Tire le Coyote, la pureté de l’élégance

Sur le papi­er, une légère réti­cence. Tire le Coy­ote ? Ça ne sonne pas d’une moder­nité folle.  Après sa remar­quable presta­tion, on est presque gêné d’avoir effleuré ce rac­cour­ci. De l’ar­ti­sanat certes, mais de luxe. Des noces fer­ventes entre le folk et le rock. Une voix sin­gulière aux accents aigus. Et une écri­t­ure, surtout, qui tend vers le dia­mant brut. Le poète-barde laisse gam­bad­er ses idées fugueuses et sen­ti­men­tales. Moments en sus­pen­sion  (“Désherbage”, “Com­ment te dire”, “Toit cathé­drale”) com­plic­ité cri­ante avec la mer­veilleuse pianiste Alexan­dra Strévin­s­ki (La légende du cheval blanc, de Claude Léveil­lée) et échap­pée finale élec­trique (“Chan­son d’eau douce”). Sa tournée française à venir s’an­nonce sous les meilleurs auspices.

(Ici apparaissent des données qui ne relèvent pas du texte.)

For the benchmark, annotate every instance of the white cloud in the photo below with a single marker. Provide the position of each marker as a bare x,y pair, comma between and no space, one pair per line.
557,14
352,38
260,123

On a aus­si peut-être trou­vé son digne descen­dant en la per­son­ne de Nico­las Gémus, à peine âgé de 22 ans. La fil­i­a­tion est plus qu’établie : ful­gu­rances dans l’écri­t­ure, force tran­quille, gui­tariste déli­cat. Seule­ment une pre­mière par­tie pour le moment mais l’as­sur­ance de le revoir très vite. 

Hubert Lenoir, l’incandescent 

On a presque déjà tout dit sur lui. L’en­fant du désor­dre con­tin­ue de cumuler tal­ent et ambi­tion. Encore une fois, le temps de trois con­certs aux Foufounes Élec­triques et d’un show secret à minu­it en fin de fes­ti­val, Hubert Lenoir a mis tout le monde d’ac­cord. Incan­des­cent, fiévreux, mélodique et hybride. Bains de foule en pagaille et dérives jubi­la­toires. Ce n’est pas si courant de crois­er, sous le même ciel, le chaos brûlant des enfers et un pos­si­ble par­adis. 

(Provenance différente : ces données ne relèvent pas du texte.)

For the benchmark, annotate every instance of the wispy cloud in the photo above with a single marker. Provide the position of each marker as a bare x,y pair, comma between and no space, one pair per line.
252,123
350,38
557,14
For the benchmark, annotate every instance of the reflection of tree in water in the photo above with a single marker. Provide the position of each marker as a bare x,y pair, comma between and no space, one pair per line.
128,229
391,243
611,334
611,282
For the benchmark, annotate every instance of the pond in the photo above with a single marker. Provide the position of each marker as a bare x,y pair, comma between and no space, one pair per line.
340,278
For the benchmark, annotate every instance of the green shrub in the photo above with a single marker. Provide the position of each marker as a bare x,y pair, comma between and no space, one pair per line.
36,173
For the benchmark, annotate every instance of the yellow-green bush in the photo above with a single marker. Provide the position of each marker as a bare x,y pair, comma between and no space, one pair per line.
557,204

Koriass et Fouki, rap game

Ces rappeurs ont foulé la grande scène à quelques jours d’in­ter­valle, dont le spec­ta­cle de clô­ture pour Kori­ass. Entre eux, une saine ému­la­tion dou­blée d’une belle entente puisque cha­cun  est apparu dans le show de l’autre. Dans les deux cas, du charisme et du panache. Dans les deux cas, des morceaux aus­si incisifs qu’­ef­fi­caces. Dans les deux cas, le pub­lic con­naît ses leçons. Dans les deux cas, la scène prend feu. 

Meilleur moment : Hubert Lenoir. Comme l’an dernier. 

Pire moment : Les Négress­es Vertes. Un désas­tre sur toute la ligne.